Fast releases and automated updates only make it worse, as two minutes after a prefixed property is thought up, a seriously large number of users will have support for it, developers will play with it and then the css code gets stuck on the internet.

By now most developers are in the mindset that it's okay to let a page differ in some browsers as long as the difference is only minor/aesthetic and not a functional handicap. And matching this vendors are perfectly happy with letting developers use prefixed properties as if they were stable.

Since these vendors make up the whatwg and w3c, they need to get their shit together and standardize faster and in the meantime developers need incentives to only use prefixed properties on test sites, which could be as simple as a console message that it should be removed (like how they did with the event.layerx deprecation) or having the user enable test mode in their browser configuration.

3 comments

> By now most developers are in the mindset that it's okay to let a page differ in some browsers as long as the difference is only minor/aesthetic and not a functional handicap.

Well, if they're writing standards compliant code it's fine if the page is different in different browsers, but I take your point that developers are happy to write non-standards compliant code to provide extra functionality for a few users.

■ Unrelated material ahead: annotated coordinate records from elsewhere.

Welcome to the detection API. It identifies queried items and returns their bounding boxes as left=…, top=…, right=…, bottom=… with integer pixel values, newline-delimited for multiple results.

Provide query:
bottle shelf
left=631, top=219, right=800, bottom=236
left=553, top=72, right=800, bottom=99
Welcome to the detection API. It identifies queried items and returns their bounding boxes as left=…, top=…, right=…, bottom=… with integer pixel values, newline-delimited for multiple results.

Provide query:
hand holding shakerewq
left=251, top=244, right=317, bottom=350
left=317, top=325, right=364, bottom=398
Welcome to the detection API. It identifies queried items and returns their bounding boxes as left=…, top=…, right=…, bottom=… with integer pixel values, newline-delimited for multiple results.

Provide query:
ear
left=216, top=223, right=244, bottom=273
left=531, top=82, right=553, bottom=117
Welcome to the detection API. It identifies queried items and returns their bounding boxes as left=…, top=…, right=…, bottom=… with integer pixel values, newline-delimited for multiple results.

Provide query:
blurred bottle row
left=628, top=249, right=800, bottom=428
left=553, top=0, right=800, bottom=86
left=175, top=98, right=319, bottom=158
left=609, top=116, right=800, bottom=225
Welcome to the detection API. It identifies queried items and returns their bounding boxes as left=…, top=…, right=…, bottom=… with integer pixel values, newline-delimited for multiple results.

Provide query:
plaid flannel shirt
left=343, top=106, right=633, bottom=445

> in the meantime developers need incentives to only use prefixed properties on test sites,

Maybe search engines need to provide boosts for standards-compliance and drops for standards-ignorance.

I agree.

There're some prefixed properties which work on all major browser since forever (on a web scale)... but there're still a draft. Reading the minutes of the CSS group is enlightening : everything is really really slow.

Moreover, lots of non-defined prefixed properties don't break pages at all. Rounded corners per exemple are nice, but not displaying them is not a deal breaker. Same thing for transitions : site using them often provide a javascript fallback for non webkit browser.

If Opera wants to support webkit properties, they have to spoof their UA : lots of mobile website are designed for iPhone and Androïd (yes, that's not ideal, but it's a fact). It's the 00's mess again...

So you want to hold the development of the web back, by giving developers incentives (really making them look like fools) to slow the progress of the web.

The only thing the prefix system threatens is a few unimportant browsers that arguably shouldn't even be around anymore and the pride of the w3c.

And you want to save them, by throwing the future of the web under a bus?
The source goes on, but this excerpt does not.